Ashley – St. Mary’s Church (the old one)


There’s not really anything to see of the former St. Mary’s Church in Ashley, the low walls that apparently still survive have been taken over by foliage over the last few decades. Ashley, and its neighbour Silverley which it had been merged with, lost both their churches to dereliction and a new one was constructed in Ashley in the 1870s to service the religious needs of the local denizens. More on that in a later post though.
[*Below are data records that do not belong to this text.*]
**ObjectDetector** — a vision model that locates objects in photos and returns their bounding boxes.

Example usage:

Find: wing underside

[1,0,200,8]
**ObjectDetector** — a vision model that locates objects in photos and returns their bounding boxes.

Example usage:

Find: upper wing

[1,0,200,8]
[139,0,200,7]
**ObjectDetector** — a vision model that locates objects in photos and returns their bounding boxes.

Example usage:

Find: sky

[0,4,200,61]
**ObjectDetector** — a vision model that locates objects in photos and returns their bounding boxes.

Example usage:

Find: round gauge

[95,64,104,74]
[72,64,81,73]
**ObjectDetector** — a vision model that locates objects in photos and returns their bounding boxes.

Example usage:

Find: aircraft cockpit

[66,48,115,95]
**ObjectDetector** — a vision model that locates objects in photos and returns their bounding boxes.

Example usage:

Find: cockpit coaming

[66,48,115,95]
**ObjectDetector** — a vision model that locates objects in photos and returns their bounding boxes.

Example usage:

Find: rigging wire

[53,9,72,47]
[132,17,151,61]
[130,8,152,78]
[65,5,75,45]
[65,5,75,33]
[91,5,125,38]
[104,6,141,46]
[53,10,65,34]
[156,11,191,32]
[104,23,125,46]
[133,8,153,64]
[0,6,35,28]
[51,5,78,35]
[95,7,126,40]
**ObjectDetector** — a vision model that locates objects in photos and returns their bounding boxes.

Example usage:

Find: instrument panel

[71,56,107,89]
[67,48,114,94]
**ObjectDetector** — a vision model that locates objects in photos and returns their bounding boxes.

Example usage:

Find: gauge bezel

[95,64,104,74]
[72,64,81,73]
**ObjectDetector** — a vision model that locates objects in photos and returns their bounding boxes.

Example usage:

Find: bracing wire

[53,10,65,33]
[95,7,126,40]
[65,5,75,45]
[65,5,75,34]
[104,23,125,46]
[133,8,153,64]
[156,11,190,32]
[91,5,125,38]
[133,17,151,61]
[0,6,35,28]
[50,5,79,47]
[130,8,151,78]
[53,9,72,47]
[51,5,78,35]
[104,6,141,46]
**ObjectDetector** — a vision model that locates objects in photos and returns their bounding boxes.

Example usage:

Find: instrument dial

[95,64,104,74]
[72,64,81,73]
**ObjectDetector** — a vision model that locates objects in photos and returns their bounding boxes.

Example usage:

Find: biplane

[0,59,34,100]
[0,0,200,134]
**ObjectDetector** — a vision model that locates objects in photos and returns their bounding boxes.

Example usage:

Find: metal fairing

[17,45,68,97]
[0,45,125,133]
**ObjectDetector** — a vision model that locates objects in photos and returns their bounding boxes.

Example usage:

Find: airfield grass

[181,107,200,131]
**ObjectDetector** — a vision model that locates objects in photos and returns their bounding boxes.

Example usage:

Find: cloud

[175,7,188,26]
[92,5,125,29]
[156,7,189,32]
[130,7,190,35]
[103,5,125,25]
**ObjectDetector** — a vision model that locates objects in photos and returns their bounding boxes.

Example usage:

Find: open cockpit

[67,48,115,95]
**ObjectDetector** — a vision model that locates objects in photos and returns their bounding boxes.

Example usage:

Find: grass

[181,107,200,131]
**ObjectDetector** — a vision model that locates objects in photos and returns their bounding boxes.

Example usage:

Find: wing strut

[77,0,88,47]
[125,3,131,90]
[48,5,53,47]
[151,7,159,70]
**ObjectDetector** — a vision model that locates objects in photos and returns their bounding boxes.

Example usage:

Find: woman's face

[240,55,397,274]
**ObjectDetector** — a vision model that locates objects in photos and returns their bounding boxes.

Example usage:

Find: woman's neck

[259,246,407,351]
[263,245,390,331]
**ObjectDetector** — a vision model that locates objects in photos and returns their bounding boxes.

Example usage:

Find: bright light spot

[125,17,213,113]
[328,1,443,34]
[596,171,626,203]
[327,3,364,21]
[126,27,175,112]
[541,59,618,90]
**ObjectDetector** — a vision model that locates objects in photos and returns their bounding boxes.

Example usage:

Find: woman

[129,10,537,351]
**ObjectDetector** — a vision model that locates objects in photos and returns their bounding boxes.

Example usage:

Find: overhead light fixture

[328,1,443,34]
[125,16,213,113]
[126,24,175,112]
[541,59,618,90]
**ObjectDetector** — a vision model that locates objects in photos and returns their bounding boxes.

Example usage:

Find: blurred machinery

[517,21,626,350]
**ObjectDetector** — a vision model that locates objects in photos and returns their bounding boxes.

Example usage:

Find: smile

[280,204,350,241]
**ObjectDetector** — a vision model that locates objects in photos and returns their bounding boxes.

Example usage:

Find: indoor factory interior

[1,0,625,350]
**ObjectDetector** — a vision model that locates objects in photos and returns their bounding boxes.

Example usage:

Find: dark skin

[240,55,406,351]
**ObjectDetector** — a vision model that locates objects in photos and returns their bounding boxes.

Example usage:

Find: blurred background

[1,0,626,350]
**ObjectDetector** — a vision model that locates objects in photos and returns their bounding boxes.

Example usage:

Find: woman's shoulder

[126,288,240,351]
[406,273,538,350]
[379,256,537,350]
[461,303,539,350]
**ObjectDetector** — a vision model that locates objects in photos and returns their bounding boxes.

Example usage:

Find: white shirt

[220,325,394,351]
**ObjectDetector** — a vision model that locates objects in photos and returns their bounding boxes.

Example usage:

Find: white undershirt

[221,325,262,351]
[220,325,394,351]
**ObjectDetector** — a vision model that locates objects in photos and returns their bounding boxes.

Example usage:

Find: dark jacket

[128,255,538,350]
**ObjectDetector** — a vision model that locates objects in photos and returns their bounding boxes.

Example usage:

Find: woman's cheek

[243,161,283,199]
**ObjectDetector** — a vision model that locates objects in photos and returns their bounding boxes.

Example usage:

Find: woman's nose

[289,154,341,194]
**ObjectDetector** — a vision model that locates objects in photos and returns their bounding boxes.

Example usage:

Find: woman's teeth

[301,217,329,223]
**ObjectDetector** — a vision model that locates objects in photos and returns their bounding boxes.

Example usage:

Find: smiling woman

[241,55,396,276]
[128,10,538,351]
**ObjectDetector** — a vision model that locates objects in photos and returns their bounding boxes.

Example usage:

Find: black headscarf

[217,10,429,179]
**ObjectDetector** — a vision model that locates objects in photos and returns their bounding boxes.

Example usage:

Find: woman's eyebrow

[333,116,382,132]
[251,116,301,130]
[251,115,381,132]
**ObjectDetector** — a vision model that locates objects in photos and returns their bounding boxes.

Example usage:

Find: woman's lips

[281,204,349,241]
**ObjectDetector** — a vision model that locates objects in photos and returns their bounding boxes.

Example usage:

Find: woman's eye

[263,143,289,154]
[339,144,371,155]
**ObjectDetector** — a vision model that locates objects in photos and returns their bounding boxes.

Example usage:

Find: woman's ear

As an aside, I wondered why on the modern landscape there’s a patch of trees near to the church, but the map solves the query, it’s because it was once a chalk pit. It’s possible to walk on a footpath around the church, but there are signs saying to keep out and it didn’t look easy to battle a way in. It all means that the ghosts of the people buried here remain safe from being disturbed. The former church of St. Mary’s isn’t in the village itself, it lies on the Dalham Road around a kilometre to the west. The churches here and in Silverley were made redundant in the middle of the sixteenth century and there were accounts of some laxness with regards to the parishioners attending a church at all. It’s not really a great surprise, but the residents of Ashley were left without a church for 200 years. In the early nineteenth century, the local village schoolroom was pressed into action for the residents, but it was thought that a grand new church was needed and that’s what was delivered in 1872.

The church that now can’t be seen was constructed in the thirteenth century, built with flint rubble and there was a rood loft in the structure. Money was given to save the church in the 1550s and 1560s, but its time was up and it was entirely derelict by the seventeenth century. I would have liked to have seen some evidence of it, as I was able to with Silverley Church, but I’m a few hundred years too late. Sometimes nature just wins on matters such as this, I can’t imagine many people will be able to penetrate the centre of this site to find any walls and leaving it undisturbed seems the most appropriate choice.